Seale, 71, was arrested in January and has pleaded not guilty to two counts of kidnapping and one count of conspiracy. Jury selection begins May 29, and U.S. District Judge Henry T. Wingate is deciding whether prosecutors can show the video clips during the trial.
Prosecutors say that Seale and Gilbert and were both high-ranking Klan members at the time of the slayings, and that Gilbert implicated Seale to FBI agents.
A black law enforcement officer from Louisiana testified Tuesday that he befriended Gilbert — the founder of the White Knights of the Ku Klux Klan in Mississippi — and acted as a "go between" when ABC producers began urging Gilbert to tell his story.
Eddie Stewart Jr. told the court that he didn't know his new friend was involved in the Klan until he got a late-night call in 2000 from Gilbert, who said "that I was the only person he trusted" and he needed advice.
‘He called some names’
When Gilbert arrived that night at Stewart's house, he told Stewart about being the spokesman for the Klan in Mississippi — responsible for "motivational speeches" and "intimidation."
And, Stewart said, Gilbert was so scared of the Klansmen involved in the killings of Dee and Moore that he always carried a 9 mm pistol in his back pocket.

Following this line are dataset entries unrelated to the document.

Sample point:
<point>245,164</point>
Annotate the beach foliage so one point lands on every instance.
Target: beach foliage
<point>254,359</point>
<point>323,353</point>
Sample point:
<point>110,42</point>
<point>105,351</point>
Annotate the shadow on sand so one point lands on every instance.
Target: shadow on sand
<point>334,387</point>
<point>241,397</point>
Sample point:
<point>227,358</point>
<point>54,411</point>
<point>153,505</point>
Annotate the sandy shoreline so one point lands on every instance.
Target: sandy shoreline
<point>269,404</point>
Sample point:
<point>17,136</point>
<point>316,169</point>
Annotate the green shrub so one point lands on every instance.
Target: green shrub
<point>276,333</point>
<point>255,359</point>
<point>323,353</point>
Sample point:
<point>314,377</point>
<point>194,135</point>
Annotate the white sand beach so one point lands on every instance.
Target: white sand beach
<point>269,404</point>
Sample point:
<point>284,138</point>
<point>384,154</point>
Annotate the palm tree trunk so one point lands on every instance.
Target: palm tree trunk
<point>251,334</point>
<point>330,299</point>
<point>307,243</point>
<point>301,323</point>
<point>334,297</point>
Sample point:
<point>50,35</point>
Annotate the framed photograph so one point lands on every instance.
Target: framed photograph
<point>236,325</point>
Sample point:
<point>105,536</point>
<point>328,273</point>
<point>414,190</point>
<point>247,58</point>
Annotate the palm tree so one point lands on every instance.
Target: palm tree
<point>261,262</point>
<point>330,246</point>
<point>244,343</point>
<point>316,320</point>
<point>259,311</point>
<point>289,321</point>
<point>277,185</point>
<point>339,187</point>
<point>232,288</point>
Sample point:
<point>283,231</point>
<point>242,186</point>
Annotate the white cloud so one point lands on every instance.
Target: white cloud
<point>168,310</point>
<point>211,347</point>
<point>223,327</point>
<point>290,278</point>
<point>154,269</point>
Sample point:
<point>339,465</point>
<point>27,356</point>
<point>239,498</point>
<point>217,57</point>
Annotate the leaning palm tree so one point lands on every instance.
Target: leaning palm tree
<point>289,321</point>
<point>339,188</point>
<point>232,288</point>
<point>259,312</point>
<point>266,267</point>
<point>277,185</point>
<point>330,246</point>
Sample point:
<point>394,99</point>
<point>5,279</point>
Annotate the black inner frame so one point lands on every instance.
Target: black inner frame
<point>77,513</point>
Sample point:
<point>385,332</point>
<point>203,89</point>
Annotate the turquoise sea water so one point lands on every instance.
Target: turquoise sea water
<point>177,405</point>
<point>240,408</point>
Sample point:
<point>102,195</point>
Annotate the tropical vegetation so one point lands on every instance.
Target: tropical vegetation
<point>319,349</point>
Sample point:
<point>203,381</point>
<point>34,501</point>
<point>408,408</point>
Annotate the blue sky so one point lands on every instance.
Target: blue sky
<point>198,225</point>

"He called some names," Stewart testified. "James Seale, Clyde Seale, Jack Seale and Earnest Parker."
James Ford Seale is the only one still living.
In earlier testimony Tuesday, retired FBI agent Reesie L. Timmons testified that Klan informants told him that James Ford Seale; Seale's father, Clyde Seale; and brother, Jack Seale were feared even among other Klansmen because of their reputation for violence.

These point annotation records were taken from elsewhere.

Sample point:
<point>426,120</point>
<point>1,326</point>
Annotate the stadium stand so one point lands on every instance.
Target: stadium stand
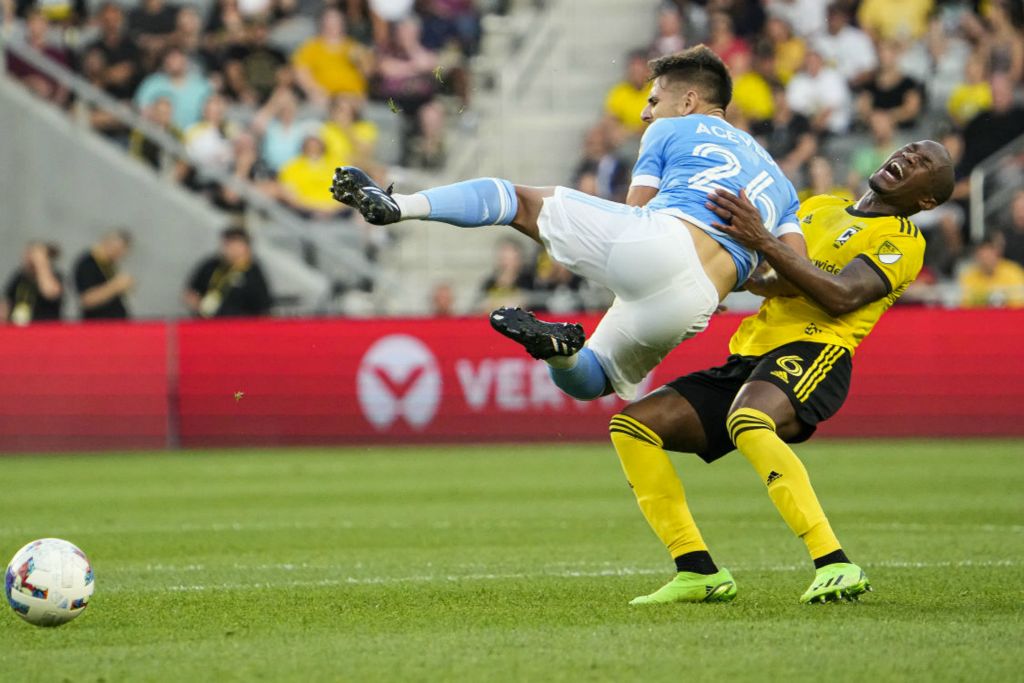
<point>247,104</point>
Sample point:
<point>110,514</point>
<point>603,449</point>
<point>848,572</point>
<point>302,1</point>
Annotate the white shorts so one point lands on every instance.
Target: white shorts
<point>648,260</point>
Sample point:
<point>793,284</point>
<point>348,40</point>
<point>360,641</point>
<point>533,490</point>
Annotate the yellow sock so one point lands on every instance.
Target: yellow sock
<point>788,485</point>
<point>655,484</point>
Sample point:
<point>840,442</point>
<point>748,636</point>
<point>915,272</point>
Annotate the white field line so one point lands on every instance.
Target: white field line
<point>468,524</point>
<point>484,577</point>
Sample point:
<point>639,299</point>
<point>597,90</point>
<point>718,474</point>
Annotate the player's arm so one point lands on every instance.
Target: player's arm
<point>650,163</point>
<point>856,285</point>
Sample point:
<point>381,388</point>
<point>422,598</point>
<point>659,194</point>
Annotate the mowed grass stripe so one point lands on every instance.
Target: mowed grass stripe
<point>512,563</point>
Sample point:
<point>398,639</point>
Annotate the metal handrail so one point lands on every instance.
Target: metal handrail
<point>89,94</point>
<point>511,79</point>
<point>980,208</point>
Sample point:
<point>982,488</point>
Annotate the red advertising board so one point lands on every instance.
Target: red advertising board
<point>922,373</point>
<point>81,387</point>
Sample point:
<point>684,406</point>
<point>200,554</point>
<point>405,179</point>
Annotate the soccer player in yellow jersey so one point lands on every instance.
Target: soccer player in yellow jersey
<point>788,370</point>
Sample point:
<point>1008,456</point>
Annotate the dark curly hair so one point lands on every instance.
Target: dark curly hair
<point>698,67</point>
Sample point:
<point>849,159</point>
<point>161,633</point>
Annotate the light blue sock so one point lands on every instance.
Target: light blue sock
<point>585,381</point>
<point>473,203</point>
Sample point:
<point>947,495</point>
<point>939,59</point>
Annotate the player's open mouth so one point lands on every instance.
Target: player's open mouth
<point>894,170</point>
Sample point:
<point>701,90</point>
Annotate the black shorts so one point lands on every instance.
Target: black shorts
<point>815,377</point>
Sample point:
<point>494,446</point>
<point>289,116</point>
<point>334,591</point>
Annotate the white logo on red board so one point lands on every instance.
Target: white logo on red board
<point>398,378</point>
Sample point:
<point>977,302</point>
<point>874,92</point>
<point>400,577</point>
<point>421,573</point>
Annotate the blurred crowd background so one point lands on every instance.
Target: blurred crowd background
<point>280,92</point>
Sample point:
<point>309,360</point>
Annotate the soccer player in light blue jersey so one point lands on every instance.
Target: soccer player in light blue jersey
<point>668,267</point>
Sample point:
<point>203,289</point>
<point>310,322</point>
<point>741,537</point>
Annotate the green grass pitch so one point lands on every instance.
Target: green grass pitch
<point>509,562</point>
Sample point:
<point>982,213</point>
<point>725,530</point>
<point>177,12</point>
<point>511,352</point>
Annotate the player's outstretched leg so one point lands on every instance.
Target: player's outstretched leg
<point>573,369</point>
<point>474,203</point>
<point>754,433</point>
<point>542,340</point>
<point>663,501</point>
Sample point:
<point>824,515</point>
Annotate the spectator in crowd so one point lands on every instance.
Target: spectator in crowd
<point>846,48</point>
<point>991,280</point>
<point>259,61</point>
<point>225,27</point>
<point>1013,233</point>
<point>230,284</point>
<point>331,63</point>
<point>973,95</point>
<point>35,291</point>
<point>626,100</point>
<point>790,50</point>
<point>161,114</point>
<point>349,140</point>
<point>670,38</point>
<point>891,91</point>
<point>102,290</point>
<point>886,19</point>
<point>283,133</point>
<point>998,39</point>
<point>153,22</point>
<point>821,180</point>
<point>210,141</point>
<point>610,174</point>
<point>748,15</point>
<point>786,136</point>
<point>943,230</point>
<point>868,159</point>
<point>442,300</point>
<point>40,83</point>
<point>186,88</point>
<point>990,130</point>
<point>938,62</point>
<point>446,22</point>
<point>407,80</point>
<point>510,283</point>
<point>119,55</point>
<point>62,12</point>
<point>301,181</point>
<point>806,16</point>
<point>235,85</point>
<point>187,37</point>
<point>752,93</point>
<point>723,39</point>
<point>821,94</point>
<point>247,168</point>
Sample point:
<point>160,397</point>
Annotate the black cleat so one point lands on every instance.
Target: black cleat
<point>542,340</point>
<point>353,187</point>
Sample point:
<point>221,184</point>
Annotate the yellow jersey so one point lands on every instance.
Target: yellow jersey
<point>837,233</point>
<point>334,67</point>
<point>626,103</point>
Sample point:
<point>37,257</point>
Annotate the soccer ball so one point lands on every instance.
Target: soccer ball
<point>49,582</point>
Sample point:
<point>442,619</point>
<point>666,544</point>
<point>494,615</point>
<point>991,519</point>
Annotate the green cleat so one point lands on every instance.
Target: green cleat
<point>837,582</point>
<point>689,587</point>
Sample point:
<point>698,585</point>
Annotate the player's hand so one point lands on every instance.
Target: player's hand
<point>742,219</point>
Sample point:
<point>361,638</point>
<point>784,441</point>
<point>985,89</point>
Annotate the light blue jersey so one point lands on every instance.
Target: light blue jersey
<point>687,157</point>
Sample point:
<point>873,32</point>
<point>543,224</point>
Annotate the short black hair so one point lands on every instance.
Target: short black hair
<point>698,67</point>
<point>236,233</point>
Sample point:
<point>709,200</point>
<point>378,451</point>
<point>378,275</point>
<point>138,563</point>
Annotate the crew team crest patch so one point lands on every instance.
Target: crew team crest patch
<point>889,254</point>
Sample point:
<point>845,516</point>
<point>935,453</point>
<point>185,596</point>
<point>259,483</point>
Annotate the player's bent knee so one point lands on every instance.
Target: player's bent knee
<point>625,426</point>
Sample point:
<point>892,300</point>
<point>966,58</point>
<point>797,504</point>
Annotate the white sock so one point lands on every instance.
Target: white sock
<point>413,206</point>
<point>563,361</point>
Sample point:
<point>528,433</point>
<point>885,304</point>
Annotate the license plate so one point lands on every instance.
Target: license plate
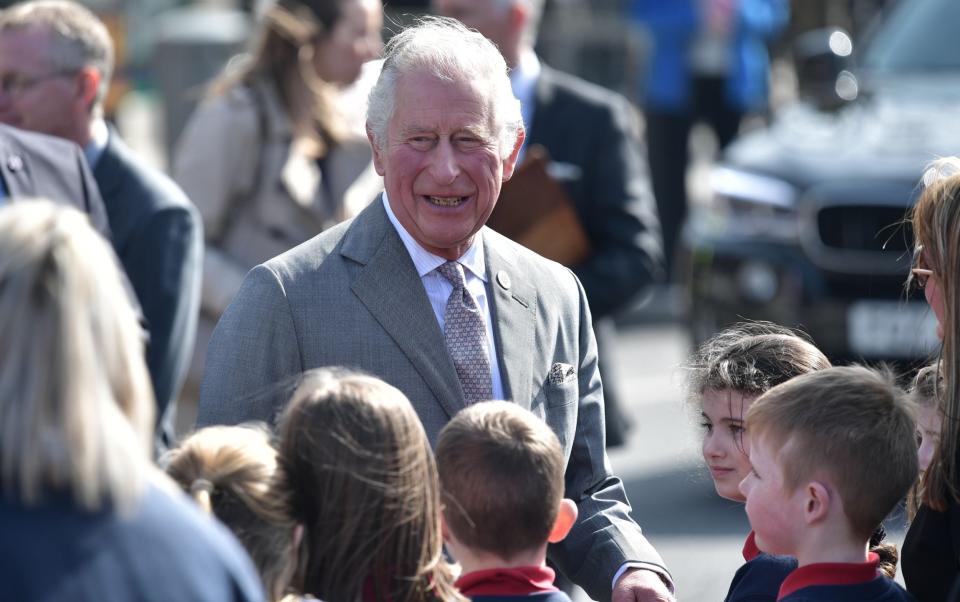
<point>891,329</point>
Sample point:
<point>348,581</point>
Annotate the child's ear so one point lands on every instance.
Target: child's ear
<point>444,529</point>
<point>816,503</point>
<point>566,518</point>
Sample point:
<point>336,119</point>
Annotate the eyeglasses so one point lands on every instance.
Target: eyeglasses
<point>12,84</point>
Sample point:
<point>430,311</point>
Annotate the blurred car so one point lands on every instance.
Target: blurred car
<point>805,224</point>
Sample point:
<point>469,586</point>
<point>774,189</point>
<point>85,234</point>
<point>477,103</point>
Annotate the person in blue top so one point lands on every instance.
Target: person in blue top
<point>501,471</point>
<point>709,63</point>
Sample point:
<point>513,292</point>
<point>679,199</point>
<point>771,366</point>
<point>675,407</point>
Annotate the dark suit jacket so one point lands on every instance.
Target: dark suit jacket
<point>35,165</point>
<point>592,137</point>
<point>157,234</point>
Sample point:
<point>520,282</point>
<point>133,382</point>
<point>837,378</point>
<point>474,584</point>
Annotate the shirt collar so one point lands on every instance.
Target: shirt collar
<point>517,581</point>
<point>100,134</point>
<point>830,573</point>
<point>426,262</point>
<point>750,549</point>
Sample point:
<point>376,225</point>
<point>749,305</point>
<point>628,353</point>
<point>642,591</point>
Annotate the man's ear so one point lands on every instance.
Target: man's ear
<point>816,502</point>
<point>88,83</point>
<point>511,161</point>
<point>566,518</point>
<point>377,153</point>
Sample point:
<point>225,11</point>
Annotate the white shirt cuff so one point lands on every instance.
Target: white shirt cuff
<point>647,566</point>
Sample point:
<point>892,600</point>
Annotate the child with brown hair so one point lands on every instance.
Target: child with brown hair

"They were absolutely considered the leaders — the dictators — of the Klan in that part of the country," Timmons said, adding that other Klansmen believed that "they were killers."

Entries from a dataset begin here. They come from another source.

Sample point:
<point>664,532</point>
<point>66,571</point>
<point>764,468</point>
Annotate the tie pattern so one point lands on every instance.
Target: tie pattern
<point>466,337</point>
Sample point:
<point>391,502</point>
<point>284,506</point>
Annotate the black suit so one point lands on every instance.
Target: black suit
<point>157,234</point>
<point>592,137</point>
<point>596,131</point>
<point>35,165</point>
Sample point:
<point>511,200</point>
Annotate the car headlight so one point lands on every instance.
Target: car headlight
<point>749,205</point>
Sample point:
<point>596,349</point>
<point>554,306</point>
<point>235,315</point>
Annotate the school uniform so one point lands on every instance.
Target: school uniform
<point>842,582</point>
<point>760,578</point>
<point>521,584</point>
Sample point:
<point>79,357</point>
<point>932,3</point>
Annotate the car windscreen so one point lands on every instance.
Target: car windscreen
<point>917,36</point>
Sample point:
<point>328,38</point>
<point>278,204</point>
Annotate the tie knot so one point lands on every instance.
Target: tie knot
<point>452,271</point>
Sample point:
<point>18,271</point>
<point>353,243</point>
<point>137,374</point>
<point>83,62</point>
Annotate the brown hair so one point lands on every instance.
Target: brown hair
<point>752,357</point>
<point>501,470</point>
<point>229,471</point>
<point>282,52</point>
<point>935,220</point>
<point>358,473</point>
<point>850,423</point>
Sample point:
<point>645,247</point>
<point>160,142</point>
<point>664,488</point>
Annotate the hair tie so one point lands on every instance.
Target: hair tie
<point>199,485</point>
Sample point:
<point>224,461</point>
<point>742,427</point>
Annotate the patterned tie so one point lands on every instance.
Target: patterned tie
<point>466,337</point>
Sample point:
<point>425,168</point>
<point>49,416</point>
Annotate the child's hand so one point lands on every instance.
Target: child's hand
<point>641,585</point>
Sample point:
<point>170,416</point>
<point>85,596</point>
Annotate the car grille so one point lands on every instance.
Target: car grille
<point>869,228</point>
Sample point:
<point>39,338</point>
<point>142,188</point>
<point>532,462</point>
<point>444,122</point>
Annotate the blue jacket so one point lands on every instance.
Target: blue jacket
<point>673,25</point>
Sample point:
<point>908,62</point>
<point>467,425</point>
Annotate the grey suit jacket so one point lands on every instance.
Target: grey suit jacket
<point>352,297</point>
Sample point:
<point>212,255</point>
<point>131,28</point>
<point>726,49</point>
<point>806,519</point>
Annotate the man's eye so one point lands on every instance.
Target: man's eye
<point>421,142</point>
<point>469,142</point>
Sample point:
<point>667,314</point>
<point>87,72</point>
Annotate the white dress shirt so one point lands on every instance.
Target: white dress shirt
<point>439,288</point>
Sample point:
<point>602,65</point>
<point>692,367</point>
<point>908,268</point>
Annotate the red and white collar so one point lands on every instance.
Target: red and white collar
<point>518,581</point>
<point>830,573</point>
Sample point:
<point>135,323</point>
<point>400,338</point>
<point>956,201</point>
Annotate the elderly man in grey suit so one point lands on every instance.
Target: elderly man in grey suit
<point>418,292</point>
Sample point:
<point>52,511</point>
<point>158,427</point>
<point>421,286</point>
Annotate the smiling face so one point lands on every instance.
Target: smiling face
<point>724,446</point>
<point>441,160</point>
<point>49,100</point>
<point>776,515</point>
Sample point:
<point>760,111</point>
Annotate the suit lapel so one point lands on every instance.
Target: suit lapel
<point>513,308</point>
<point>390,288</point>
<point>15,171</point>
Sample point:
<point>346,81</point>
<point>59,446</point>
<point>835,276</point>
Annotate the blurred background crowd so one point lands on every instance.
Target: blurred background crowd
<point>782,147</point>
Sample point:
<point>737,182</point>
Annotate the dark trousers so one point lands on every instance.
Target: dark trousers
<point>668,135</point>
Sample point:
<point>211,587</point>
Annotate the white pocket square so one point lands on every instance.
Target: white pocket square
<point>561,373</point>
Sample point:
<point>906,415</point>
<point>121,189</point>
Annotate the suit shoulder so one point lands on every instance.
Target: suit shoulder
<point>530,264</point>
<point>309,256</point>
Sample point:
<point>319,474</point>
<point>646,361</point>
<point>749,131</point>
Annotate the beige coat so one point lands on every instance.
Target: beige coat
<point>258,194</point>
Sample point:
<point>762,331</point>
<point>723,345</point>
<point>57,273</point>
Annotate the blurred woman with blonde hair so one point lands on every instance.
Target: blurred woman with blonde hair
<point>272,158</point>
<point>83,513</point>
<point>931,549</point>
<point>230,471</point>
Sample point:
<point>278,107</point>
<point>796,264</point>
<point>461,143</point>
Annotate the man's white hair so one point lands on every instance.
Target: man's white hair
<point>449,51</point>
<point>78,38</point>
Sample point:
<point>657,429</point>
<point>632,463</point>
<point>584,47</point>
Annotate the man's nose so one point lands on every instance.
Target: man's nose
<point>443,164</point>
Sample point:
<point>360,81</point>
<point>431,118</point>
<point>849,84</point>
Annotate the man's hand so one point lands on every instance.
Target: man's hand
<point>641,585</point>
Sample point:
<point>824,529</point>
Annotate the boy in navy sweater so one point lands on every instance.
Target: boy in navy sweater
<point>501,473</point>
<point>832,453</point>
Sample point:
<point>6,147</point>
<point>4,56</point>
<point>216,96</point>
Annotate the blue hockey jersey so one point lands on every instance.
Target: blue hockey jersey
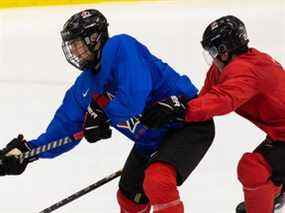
<point>134,78</point>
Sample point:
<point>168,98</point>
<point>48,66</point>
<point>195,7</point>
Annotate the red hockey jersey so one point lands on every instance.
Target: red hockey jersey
<point>253,85</point>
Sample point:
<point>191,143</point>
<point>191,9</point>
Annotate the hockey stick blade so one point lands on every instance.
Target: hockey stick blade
<point>49,146</point>
<point>82,192</point>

Sharing 'common knowledge'
Timmons also testified that it was "common knowledge" among Ku Klux Klan members that the Seales were involved in the deaths of Dee and Moore.
Federal public defender George Lucas asked why none of that information showed up in FBI reports Timmons filed at the time.
Timmons said that he "didn't think rumors amongst the Klan were pertinent."
"That's all you have is rumors," Lucas said.
Seale, shackled and wearing an orange jail jumpsuit, shook his head during testimony about his family.
Timmons said he visited Gilbert in 1964, trying to convince him to testify, but Gilbert feared for himself and his family.
"He could hardly walk. He was absolutely certain he was going to get shot," Timmons testified.
Wingate will weigh the testimony when considering motions, including one to dismiss the charges and another to reveal the identities of confidential informants.
At the time Moore and Dee were abducted and killed, the FBI was consumed by the much more highly publicized search for three civil rights workers in Neshoba County and turned the Seale case over to local authorities. The charges were thrown out.